Dealing with Non Normal Distribution - SoojungHong/StatisticalMind GitHub Wiki
Reason for Non-normality
- Outliers can cause your data the become skewed. The mean is especially sensitive to outliers. Try removing any extreme high or low values and testing your data again.
- Multiple distributions may be combined in your data, giving the appearance of a bimodal or multimodal distribution. For example, two sets of normally distributed test results are combined in the following image to give the appearance of bimodal data.

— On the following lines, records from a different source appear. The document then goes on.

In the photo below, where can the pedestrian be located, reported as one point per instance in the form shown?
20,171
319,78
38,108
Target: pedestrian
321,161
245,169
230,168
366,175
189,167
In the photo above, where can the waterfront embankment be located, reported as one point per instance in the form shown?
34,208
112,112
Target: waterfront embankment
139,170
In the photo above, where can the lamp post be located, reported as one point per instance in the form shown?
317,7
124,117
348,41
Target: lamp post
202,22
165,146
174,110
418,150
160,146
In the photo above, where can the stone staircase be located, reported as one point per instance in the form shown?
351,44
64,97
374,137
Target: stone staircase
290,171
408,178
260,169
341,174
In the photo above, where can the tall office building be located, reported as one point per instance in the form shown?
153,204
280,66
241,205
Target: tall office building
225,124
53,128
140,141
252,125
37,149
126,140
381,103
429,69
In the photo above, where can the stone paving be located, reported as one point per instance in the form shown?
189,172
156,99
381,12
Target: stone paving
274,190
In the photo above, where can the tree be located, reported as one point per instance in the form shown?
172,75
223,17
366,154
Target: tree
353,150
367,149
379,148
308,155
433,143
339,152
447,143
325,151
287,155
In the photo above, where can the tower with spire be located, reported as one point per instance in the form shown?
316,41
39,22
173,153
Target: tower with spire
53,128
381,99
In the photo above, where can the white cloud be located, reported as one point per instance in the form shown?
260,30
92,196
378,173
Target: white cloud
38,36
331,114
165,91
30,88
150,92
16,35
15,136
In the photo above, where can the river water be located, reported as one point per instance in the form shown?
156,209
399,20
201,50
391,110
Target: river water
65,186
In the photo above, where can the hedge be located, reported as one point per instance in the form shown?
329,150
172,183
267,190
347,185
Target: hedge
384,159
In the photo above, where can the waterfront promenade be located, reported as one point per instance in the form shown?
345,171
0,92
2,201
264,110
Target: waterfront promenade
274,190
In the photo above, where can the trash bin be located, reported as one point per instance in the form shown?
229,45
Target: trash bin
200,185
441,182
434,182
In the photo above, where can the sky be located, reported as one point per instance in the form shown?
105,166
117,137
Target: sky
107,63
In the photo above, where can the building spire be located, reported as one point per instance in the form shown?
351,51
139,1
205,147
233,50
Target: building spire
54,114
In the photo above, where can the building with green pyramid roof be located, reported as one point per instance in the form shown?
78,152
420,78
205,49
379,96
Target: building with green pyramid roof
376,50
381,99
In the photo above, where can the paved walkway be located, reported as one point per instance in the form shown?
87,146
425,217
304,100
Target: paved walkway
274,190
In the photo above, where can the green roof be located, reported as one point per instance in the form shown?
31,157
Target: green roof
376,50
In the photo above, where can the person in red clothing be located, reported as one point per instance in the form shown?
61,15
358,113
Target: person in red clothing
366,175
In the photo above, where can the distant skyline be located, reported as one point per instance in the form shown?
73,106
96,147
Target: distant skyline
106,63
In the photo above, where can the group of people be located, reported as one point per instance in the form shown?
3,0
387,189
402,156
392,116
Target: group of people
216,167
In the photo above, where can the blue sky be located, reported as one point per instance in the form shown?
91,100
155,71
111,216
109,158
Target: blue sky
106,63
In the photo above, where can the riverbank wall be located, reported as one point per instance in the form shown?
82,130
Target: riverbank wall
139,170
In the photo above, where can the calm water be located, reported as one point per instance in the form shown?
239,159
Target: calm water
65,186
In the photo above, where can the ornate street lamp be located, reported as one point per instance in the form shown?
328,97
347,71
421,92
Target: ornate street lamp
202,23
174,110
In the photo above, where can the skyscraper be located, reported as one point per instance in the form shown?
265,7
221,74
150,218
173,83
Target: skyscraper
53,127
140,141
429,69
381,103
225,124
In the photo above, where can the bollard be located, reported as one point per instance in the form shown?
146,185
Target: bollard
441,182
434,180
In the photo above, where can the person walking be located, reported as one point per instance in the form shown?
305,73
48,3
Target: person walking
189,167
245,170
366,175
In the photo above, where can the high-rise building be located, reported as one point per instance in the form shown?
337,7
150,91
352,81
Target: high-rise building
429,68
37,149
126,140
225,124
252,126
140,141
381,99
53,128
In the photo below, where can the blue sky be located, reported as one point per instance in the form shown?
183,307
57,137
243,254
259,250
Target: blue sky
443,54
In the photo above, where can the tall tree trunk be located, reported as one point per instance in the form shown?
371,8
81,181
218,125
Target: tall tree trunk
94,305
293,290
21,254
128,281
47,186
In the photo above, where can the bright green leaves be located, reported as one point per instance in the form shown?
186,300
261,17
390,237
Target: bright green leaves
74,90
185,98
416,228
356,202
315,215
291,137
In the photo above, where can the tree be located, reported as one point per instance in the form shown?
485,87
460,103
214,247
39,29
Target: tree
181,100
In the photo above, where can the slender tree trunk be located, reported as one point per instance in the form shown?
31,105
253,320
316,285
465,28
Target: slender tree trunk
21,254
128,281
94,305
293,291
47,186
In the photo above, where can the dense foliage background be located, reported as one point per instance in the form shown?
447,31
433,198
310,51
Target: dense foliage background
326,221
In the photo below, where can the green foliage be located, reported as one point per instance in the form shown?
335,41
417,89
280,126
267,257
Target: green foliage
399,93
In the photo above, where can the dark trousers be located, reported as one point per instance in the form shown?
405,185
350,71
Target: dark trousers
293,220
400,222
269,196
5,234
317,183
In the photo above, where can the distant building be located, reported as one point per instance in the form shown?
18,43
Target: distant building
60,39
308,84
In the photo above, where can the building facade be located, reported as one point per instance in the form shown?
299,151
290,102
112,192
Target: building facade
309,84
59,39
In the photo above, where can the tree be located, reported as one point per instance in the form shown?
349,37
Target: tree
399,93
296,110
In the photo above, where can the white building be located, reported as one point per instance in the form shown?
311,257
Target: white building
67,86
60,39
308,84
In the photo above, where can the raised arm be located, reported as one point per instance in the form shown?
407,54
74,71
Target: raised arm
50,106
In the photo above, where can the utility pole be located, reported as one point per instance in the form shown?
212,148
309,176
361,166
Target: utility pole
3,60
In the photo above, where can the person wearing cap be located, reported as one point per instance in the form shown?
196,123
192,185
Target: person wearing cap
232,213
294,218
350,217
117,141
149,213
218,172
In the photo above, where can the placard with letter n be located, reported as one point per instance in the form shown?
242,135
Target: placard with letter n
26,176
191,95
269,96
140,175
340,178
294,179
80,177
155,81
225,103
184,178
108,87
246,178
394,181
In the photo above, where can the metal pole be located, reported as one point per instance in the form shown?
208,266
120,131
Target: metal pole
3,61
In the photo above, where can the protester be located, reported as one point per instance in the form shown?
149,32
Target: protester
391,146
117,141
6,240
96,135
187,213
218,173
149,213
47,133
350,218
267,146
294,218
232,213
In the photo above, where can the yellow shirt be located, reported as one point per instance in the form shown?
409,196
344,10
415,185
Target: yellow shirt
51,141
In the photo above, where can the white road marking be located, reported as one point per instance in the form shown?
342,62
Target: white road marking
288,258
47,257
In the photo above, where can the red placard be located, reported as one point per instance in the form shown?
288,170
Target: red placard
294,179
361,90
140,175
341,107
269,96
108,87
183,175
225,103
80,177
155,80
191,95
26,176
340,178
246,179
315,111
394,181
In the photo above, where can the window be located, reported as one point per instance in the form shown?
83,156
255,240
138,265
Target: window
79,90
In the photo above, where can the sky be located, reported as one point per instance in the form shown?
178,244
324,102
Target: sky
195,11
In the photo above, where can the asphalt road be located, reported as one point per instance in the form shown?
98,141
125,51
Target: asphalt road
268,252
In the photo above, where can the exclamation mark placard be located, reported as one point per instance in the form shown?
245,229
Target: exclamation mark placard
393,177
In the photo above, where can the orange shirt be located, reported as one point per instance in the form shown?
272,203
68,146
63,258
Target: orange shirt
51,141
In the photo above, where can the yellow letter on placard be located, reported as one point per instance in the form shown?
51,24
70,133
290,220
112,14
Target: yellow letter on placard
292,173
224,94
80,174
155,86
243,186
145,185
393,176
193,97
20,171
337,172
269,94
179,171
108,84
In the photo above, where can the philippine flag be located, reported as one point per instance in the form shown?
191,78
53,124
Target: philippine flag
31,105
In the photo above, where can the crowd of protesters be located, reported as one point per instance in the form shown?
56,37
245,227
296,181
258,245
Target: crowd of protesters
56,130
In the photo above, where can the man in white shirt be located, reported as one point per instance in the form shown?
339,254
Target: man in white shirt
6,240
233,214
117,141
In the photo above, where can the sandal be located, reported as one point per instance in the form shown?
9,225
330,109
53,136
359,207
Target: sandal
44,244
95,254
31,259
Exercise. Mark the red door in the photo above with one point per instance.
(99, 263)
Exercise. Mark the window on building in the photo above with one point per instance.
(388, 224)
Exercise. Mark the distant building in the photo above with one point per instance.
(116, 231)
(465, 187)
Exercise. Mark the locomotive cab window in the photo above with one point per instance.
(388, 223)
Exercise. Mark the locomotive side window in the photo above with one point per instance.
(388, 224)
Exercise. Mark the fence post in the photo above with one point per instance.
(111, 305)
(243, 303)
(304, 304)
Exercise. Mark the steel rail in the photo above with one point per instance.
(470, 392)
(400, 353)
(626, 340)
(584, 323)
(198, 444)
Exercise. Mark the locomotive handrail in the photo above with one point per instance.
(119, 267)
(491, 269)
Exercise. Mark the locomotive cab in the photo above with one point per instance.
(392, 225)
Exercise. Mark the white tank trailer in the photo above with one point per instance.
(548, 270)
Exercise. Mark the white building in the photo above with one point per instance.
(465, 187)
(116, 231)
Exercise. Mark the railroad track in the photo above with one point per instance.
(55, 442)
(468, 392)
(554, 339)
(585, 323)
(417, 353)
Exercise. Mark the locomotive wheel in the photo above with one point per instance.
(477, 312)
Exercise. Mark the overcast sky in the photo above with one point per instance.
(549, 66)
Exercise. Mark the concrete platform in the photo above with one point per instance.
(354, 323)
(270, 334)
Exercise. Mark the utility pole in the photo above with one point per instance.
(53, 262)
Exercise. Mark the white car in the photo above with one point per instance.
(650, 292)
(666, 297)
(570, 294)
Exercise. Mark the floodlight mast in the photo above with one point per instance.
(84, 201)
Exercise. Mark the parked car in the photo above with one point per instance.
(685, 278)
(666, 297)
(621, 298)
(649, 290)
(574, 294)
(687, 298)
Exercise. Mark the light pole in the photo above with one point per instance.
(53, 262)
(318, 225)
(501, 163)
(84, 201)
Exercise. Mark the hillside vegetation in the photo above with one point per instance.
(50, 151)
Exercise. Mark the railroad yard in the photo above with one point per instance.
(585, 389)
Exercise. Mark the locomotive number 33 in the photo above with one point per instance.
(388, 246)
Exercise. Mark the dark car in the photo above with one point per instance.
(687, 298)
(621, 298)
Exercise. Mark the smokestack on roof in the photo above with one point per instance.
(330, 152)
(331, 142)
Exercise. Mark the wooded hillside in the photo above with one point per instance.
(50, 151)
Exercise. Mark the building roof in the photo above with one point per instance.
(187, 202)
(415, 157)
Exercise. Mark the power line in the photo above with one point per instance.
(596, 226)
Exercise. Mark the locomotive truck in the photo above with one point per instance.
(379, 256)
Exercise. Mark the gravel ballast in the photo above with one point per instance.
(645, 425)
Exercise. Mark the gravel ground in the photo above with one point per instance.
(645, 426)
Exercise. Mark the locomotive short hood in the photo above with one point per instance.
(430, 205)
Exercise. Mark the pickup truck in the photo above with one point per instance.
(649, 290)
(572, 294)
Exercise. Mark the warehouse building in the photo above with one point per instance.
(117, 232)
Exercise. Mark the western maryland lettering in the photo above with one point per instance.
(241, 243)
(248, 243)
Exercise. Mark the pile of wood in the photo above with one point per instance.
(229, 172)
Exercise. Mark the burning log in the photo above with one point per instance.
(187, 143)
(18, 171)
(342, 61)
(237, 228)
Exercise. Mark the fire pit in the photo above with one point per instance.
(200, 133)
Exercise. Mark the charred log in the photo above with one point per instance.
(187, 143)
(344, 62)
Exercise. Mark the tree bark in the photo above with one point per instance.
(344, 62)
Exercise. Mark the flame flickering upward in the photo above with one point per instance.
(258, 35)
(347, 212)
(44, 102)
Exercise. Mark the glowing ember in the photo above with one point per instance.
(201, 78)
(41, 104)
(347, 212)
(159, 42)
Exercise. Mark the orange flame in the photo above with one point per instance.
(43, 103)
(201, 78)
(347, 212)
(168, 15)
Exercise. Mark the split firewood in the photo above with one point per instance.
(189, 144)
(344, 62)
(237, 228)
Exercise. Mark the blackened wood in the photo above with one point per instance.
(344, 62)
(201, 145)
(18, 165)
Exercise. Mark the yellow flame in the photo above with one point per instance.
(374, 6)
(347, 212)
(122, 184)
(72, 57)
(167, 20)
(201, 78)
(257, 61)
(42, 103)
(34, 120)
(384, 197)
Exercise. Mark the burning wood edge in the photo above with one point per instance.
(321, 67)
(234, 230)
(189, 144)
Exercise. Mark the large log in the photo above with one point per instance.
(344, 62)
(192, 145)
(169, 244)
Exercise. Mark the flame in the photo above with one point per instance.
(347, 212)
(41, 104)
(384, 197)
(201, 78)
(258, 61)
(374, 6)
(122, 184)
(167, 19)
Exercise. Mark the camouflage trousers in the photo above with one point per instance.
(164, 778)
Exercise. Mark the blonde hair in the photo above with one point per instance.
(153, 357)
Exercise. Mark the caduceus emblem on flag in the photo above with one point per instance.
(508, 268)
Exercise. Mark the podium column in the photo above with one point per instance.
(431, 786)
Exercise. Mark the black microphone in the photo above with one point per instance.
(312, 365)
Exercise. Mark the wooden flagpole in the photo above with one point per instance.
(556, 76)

- Insufficient Data can cause a normal distribution to look completely scattered. For example, classroom test results are usually normally distributed. An extreme example: if you choose three random students and plot the results on a graph, you won’t get a normal distribution. You might get a uniform distribution (i.e. 62 62 63) or you might get a skewed distribution (80 92 99). If you are in doubt about whether you have a sufficient sample size, collect more data.
- Data may be inappropriately graphed. For example, if you were to graph people’s weights on a scale of 0 to 1000 lbs, you would have a skewed cluster to the left of the graph. Make sure you’re graphing your data on appropriately labeled axes.
Dealing with Non-normal distribution
-
Several tests, including the one sample Z test, T test and ANOVA assume normality. You may still be able to run these tests if your sample size is large enough (usually over 20 items).
-
You can also choose to transform the data with a function, forcing it to fit a normal model. CoxBox transformation?
-
a sample that is skewed or one that naturally fits another distribution type, you may want to run a non parametric test. A non parametric test is one that doesn’t assume the data fits a specific distribution type. Non parametric tests include the Wilcoxon signed rank test, the Mann-Whitney U Test and the Kruskal-Wallis test.